第17話 最初のカギ
毎日、大学に行く日はこんな感じだった。
朝、ちゃんと1限に間に合う時間に起きて、支度をする。
でも、あんまりファッションが決まらなくて、あれこれ着替えたりして、うだうだ悩んで、1限に間に合う時間の電車に遅れる。
とりあえず、次の授業に間に合うように行こうかと思って、再びファッションについて悩み始める。
やっとの事で決まったかと思ったら...授業に参加するのは午後になってからだった。
そんな日々が続いた。
何をアホなことやってんだ、とか、たかがファッションごときで、と思うかもしれない。
今のわたしもそう思う。
でも、それでも当時の自分は本気だったんだ。
本気で、まともなファッションじゃないと外にすら出れない。
でないと、またバカにされる。
また、嘲笑される。
また、聞こえるようにダッサいってヤジを飛ばされる。
その恐怖から逃れるため、自分を安心させるため、どうしてもファッションにこだわらなきゃいけない。
オシャレじゃないかもしれない。
どこかにオタクだと思われる要素があるかもしれない。
でも、それでも、できる限りやらないと安心できなかったし、気が済まなかった。
そんな日々が続いた。
でも、大学3年目も終わりにさしかかった頃、あることに気づいた。
自分、もしかしたらファッションを考えるの、コーディネートを組み合わせるのが楽しくなってるのかもしれない...。

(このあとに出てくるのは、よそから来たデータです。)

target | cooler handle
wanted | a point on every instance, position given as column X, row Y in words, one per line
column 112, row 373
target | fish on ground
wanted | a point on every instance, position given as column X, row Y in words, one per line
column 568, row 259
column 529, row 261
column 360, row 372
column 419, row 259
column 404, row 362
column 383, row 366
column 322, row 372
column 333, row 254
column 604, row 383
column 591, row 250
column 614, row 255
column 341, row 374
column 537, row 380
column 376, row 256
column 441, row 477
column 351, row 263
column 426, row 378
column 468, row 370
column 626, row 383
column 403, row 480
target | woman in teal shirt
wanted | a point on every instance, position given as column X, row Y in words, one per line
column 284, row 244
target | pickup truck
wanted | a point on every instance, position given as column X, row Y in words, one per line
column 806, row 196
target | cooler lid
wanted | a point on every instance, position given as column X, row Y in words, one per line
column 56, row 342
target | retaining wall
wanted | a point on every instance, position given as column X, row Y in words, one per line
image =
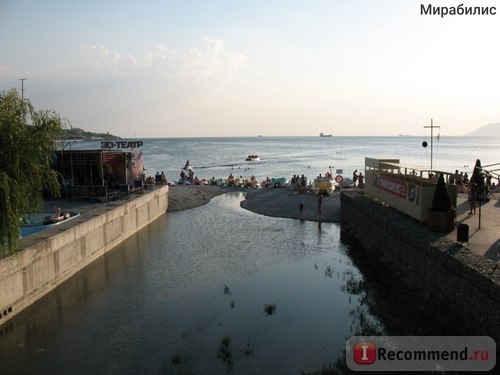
column 54, row 255
column 469, row 283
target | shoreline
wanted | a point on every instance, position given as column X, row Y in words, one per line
column 276, row 202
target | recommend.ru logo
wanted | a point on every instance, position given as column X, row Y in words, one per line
column 421, row 353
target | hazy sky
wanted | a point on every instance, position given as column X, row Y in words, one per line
column 233, row 68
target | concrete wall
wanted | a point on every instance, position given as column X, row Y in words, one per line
column 469, row 283
column 54, row 255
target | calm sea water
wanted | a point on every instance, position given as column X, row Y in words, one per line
column 188, row 294
column 286, row 156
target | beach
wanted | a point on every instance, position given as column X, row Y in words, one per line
column 277, row 202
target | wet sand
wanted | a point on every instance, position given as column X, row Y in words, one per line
column 279, row 202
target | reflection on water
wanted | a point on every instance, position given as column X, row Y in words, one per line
column 208, row 290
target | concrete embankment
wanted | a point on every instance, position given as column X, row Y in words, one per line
column 467, row 283
column 52, row 256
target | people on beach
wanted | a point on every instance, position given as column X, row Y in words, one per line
column 472, row 195
column 361, row 180
column 354, row 177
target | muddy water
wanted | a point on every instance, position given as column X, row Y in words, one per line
column 205, row 291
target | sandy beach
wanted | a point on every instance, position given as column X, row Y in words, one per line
column 279, row 202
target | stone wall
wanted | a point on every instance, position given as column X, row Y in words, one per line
column 54, row 255
column 469, row 283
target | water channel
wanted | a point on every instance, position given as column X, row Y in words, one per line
column 210, row 290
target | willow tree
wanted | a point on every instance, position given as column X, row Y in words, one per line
column 27, row 143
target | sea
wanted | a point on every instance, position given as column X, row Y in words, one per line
column 219, row 289
column 286, row 156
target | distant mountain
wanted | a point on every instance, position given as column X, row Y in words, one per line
column 491, row 130
column 77, row 133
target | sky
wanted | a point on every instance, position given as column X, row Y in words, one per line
column 207, row 68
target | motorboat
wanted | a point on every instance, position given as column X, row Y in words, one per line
column 252, row 158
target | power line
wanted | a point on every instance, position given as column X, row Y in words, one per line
column 22, row 87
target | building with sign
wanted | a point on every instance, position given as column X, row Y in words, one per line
column 407, row 189
column 98, row 173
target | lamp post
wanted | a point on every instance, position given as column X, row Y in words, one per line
column 432, row 127
column 22, row 87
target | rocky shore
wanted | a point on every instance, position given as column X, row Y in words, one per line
column 279, row 202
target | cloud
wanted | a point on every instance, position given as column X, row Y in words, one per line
column 210, row 60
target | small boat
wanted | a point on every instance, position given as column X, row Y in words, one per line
column 252, row 158
column 322, row 186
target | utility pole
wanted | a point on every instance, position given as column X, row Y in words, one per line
column 22, row 87
column 432, row 127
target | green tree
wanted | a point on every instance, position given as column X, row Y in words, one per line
column 27, row 143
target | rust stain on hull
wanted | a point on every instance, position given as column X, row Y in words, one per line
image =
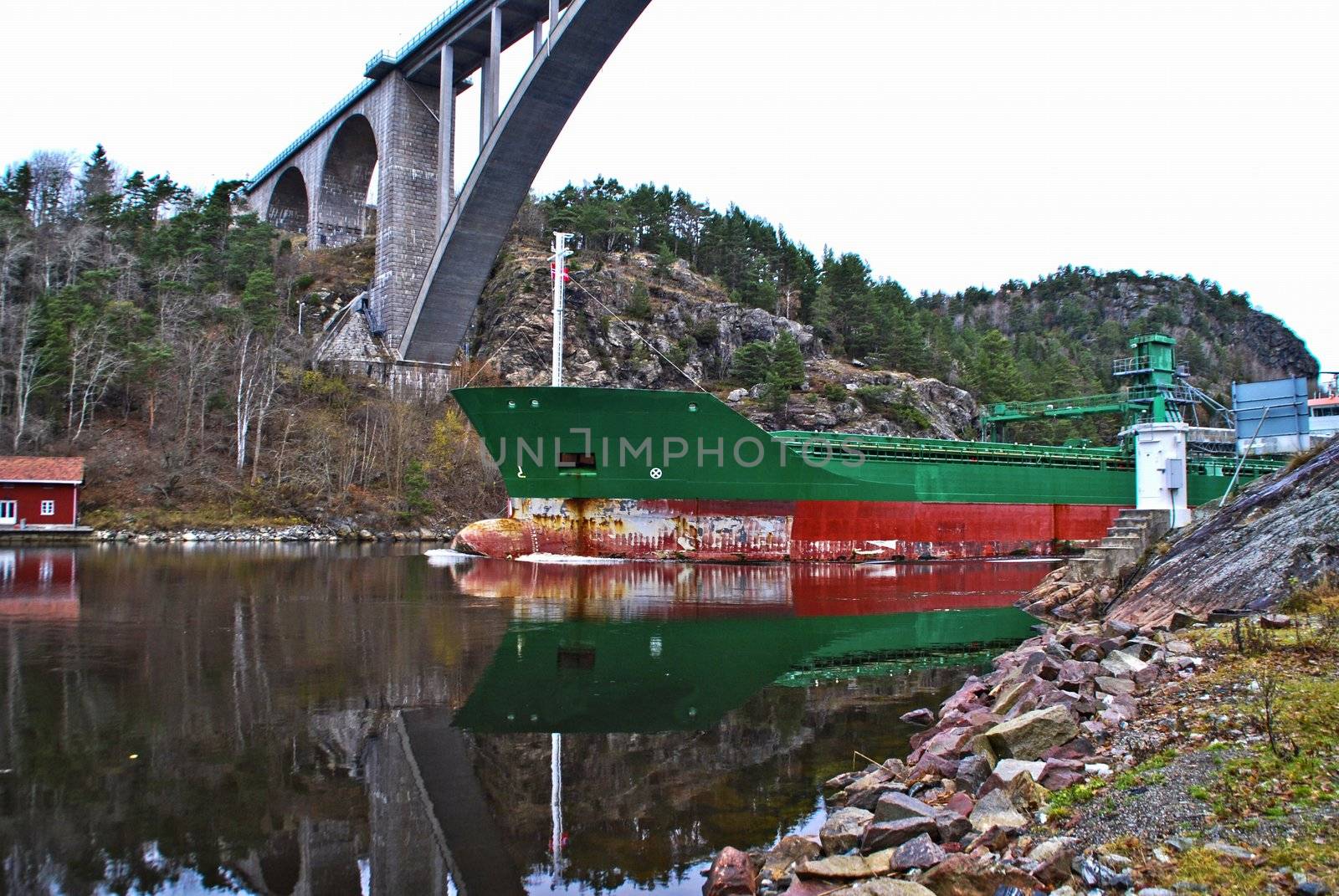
column 777, row 530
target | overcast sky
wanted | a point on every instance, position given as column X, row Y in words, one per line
column 951, row 142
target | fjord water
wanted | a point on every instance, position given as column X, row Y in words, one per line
column 336, row 719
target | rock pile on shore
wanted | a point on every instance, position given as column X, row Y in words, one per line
column 301, row 532
column 951, row 817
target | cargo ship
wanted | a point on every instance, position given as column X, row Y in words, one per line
column 682, row 476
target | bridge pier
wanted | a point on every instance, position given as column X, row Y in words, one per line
column 399, row 126
column 492, row 78
column 446, row 138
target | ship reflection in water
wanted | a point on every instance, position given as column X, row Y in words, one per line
column 345, row 721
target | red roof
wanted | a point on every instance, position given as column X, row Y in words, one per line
column 40, row 469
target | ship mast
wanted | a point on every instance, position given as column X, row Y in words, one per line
column 560, row 274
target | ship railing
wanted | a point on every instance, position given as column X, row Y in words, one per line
column 840, row 446
column 1126, row 366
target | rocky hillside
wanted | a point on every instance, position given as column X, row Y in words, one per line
column 636, row 323
column 1280, row 535
column 1084, row 316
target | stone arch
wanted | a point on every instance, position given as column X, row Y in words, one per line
column 346, row 178
column 288, row 205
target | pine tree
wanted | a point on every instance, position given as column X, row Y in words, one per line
column 752, row 363
column 787, row 363
column 260, row 300
column 994, row 374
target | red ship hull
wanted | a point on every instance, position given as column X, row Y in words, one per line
column 778, row 530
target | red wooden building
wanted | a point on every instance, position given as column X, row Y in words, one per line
column 39, row 493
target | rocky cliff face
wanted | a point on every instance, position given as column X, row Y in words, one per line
column 1222, row 336
column 1280, row 533
column 631, row 325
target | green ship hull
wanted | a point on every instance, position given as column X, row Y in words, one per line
column 633, row 473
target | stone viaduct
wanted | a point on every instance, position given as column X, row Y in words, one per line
column 435, row 244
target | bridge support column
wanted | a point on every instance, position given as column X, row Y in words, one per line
column 408, row 193
column 446, row 138
column 492, row 77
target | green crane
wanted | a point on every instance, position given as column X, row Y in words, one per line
column 1156, row 392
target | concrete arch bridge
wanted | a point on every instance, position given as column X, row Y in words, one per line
column 435, row 244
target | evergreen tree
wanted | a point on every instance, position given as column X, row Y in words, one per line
column 994, row 376
column 787, row 363
column 260, row 300
column 752, row 363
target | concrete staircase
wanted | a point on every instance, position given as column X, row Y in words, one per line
column 1131, row 533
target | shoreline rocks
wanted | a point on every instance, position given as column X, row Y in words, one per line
column 954, row 816
column 295, row 533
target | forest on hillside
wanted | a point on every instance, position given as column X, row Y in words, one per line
column 160, row 331
column 1054, row 336
column 157, row 330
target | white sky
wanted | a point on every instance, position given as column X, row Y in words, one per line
column 951, row 142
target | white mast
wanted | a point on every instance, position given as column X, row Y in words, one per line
column 560, row 274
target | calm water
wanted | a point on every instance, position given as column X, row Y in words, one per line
column 319, row 719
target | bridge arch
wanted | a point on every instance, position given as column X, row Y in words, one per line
column 346, row 180
column 290, row 207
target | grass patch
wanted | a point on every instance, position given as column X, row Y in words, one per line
column 204, row 519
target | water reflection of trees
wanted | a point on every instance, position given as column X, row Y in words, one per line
column 216, row 704
column 643, row 808
column 227, row 714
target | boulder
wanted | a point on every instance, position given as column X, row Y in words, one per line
column 1122, row 664
column 1054, row 858
column 843, row 867
column 997, row 811
column 888, row 887
column 971, row 773
column 868, row 797
column 1024, row 793
column 1008, row 769
column 952, row 827
column 967, row 875
column 932, row 766
column 919, row 852
column 921, row 717
column 793, row 848
column 1034, row 733
column 843, row 829
column 1115, row 686
column 962, row 804
column 894, row 806
column 950, row 744
column 887, row 835
column 731, row 875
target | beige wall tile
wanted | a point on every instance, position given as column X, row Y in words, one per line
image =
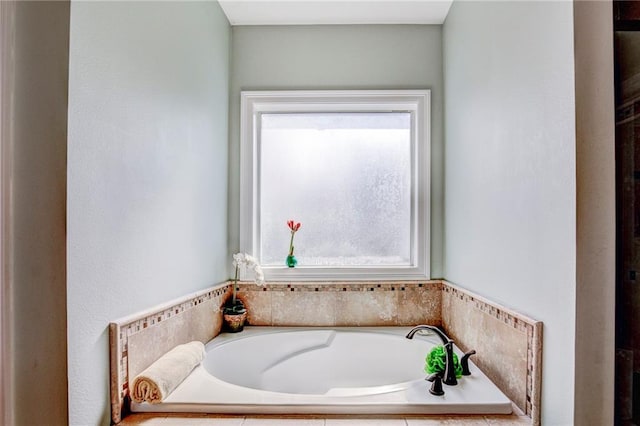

無駄に、というべきか...ファッションコーディネートの組み合わせパターンを毎日毎日、数多く考えに考えてた結果、経験値が積み重なっていたのかもしれない。
コーディネートを考えるのが苦じゃなくなってるような気がする。
新しい服を見たとき「これならもっとマシなコーディネートができる...」じゃなくて、「この服ならどんなコーディネートができるだろう?」って考えるようになってる気がする。
ファッションコーディネートのため、雑誌を読んだり考えたりするのがクセになってる気がする。
その気づきが、留年を重ねるだけだった日々から、抜け出す最初のカギになった。